The discovery lets us listen to a striking sound that echoed through Jurassic forests during the night, and which would've been heard by dinosaurs and other pre-historic creatures.
The song may be the oldest musical song documented yet.
The researchers made their discovery using an exceptionally well-preserved 165 million-year-old fossil found in Inner Mongolia. It is so perfect that using a microscope, they could clearly see the wing structures the cricket rubbed together to make a singing sound.
'This fossil wasn't the only one, but both wings in this one were entirely preserved,' says Professor Daniel Robert from the University of Bristol, co-author of the study, published in Proceedings of the National Academy of Sciences.
The musical calls of a Jurassic bushcricket
The earliest bushcrickets were among the first animals to produce loud sounds by rubbing different parts of their bodies together. This behaviour is most common in insects, but some fish, lobsters, snakes, and spiders do it too. Modern-day bushcrickets – also called katydids – make mating calls by rubbing a row of teeth on one wing against a plectrum on the other.
But exactly how their ancestors did this, and what their songs sounded like, was completely unknown until now.
After finding the fossil, palaeontologists from the Capital Normal University in Beijing contacted Robert and his University of Bristol colleague Dr Fernando Montealegre-Z, both experts in the biomechanics of singing and hearing in insects.
'Even the undersides of the wings were perfectly preserved, because the silt the fossils were found in was so fine, so we could see the ridges of teeth,' says Robert.
Montealegre-Z had already shown in living bushcrickets that the biomechanics of the wing structures dictate what sounds they'll make when rubbed together. He developed a mathematical model that could predict the pitch of the sound from the structure of the teeth on the wings.

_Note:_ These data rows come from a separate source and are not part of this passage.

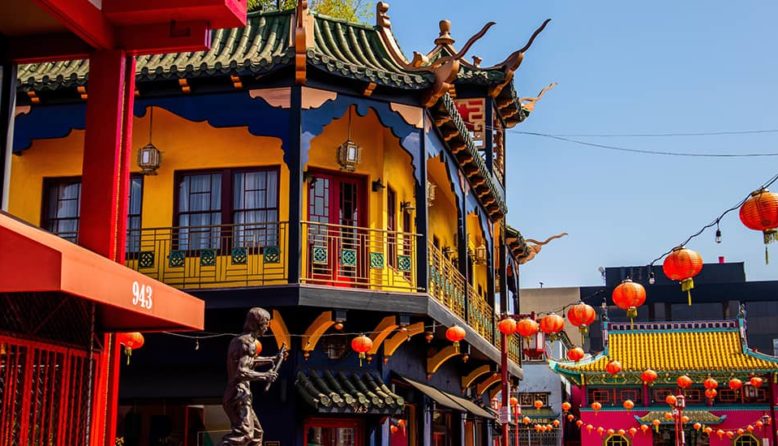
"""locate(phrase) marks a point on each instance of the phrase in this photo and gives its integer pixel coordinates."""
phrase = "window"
(747, 440)
(618, 440)
(246, 199)
(391, 226)
(62, 204)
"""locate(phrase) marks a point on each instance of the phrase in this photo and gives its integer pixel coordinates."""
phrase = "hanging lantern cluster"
(760, 213)
(130, 341)
(581, 315)
(629, 296)
(682, 265)
(455, 334)
(361, 344)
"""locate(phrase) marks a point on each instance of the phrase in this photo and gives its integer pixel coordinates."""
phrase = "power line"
(648, 151)
(657, 135)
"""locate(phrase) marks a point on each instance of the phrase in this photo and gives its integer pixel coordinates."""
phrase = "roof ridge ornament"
(444, 37)
(514, 60)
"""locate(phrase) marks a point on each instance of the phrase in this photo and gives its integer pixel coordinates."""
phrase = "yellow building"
(305, 165)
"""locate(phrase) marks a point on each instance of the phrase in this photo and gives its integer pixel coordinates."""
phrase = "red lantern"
(581, 316)
(575, 354)
(760, 213)
(527, 328)
(130, 341)
(361, 344)
(455, 334)
(649, 376)
(710, 383)
(682, 265)
(684, 382)
(629, 296)
(507, 326)
(552, 324)
(613, 367)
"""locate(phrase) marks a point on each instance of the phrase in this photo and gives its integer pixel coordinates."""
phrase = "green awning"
(695, 416)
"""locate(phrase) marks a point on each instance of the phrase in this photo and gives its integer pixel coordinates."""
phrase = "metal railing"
(449, 286)
(356, 257)
(446, 283)
(236, 255)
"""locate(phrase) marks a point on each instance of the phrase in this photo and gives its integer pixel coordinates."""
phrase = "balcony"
(449, 286)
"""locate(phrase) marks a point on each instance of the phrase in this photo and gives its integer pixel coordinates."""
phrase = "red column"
(105, 193)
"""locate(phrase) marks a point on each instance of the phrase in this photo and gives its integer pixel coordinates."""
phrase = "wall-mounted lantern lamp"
(149, 157)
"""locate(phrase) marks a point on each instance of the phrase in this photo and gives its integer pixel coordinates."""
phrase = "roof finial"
(444, 38)
(381, 16)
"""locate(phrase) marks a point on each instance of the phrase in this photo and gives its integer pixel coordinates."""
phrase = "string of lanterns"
(644, 428)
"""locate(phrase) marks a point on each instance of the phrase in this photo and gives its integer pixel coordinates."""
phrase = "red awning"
(34, 261)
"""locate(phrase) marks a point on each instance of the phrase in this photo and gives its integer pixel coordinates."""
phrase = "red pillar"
(105, 193)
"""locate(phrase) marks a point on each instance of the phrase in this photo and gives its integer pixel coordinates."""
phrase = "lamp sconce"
(378, 185)
(479, 256)
(349, 156)
(149, 159)
(308, 177)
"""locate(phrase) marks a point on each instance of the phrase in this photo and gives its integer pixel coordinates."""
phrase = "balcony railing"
(242, 255)
(449, 286)
(355, 257)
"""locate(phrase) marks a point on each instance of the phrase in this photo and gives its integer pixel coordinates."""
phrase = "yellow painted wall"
(443, 212)
(184, 145)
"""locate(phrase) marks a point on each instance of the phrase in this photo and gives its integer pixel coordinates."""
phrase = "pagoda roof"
(363, 53)
(698, 349)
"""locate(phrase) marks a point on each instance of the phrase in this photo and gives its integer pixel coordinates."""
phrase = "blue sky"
(627, 67)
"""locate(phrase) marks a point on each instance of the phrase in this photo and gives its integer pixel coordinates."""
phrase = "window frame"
(227, 196)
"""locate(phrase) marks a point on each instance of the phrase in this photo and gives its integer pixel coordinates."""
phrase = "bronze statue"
(242, 358)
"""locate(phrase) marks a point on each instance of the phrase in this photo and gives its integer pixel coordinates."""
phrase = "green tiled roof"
(262, 46)
(330, 391)
(356, 51)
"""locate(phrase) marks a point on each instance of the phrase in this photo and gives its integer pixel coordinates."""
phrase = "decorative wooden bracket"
(314, 332)
(488, 382)
(392, 344)
(434, 362)
(381, 332)
(470, 378)
(279, 330)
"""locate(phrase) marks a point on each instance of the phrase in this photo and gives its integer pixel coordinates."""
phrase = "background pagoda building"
(304, 165)
(730, 400)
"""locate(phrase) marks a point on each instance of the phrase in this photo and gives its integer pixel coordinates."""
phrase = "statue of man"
(242, 358)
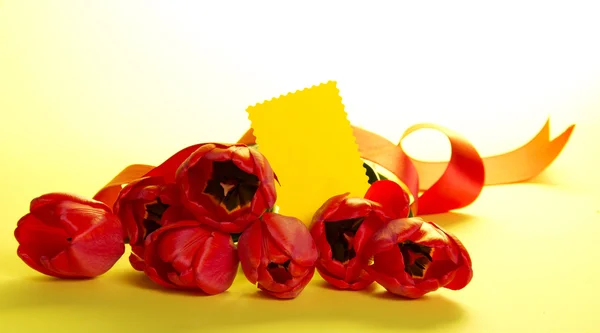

'The file, or ridges, on one wing is so complete that if you measure the distance between the teeth, they'll tell you the type of song they sang.'
Professor Daniel Robert, University of Bristol
'Fer had established in earlier studies that if the wings are symmetrical, and the row of teeth is organised in a certain way, crickets can sing with single-tone songs at low frequencies – with a few exceptions,' says Robert. 'In this fossil, we could see both features, so we had a strong indication that this katydid would have produced single-tone songs.'
Working with an expert in insect evolution from the University of Kansas, the scientists analysed the singing structures on the fossil's wings and compared them to those of 59 living bushcrickets. They concluded that the insect would have produced musical songs, broadcasting pure, single frequencies pitched at 6.4 kHz. Every bout of singing would have lasted 16 milliseconds.
The scientists decided it was a new fossil species, and named it Archaboilus musicus.
'The file, or ridges, on one wing is so complete that if you measure the distance between the teeth, they'll tell you the type of song they sang,' Robert says. 'We found they would've made a resonant sound - a bit like a violin.'
Modern relatives of Archaboilus with symmetrical wings still use this method to produce sound at low frequencies, while katydids with asymmetrical wings make more of a rasping sound and usually at ultrasonic frequencies. A single tone sound at low frequencies like the one made by Archaboilus goes a lot further, so the pre-historic cricket's love song would've carried well in a forest.
'Singing loud and clear advertises the presence, location and quality of the singer, a message that females choose to respond to - or not. Using a single tone, the male's call carries further and better in noisy environments, and therefore is likely to serenade more females,' says Robert.
The only snag with that approach is that other creatures would've heard the cricket too, making it an easy-to-find meal.
The findings suggest that the acoustic landscape of a mid-Jurassic forest was already quite busy, with many animals singing – and hearing – at the same time and competing for a space in the acoustic ecological niche. You might have also had the additional noise of waterfalls, streams and the wind.
'What's striking is that by analysing well-preserved fossils and their mechanics, you can reconstruct behaviours. And you can start to derive the ecology of the environment and the physiology of the animals in it,' adds Robert.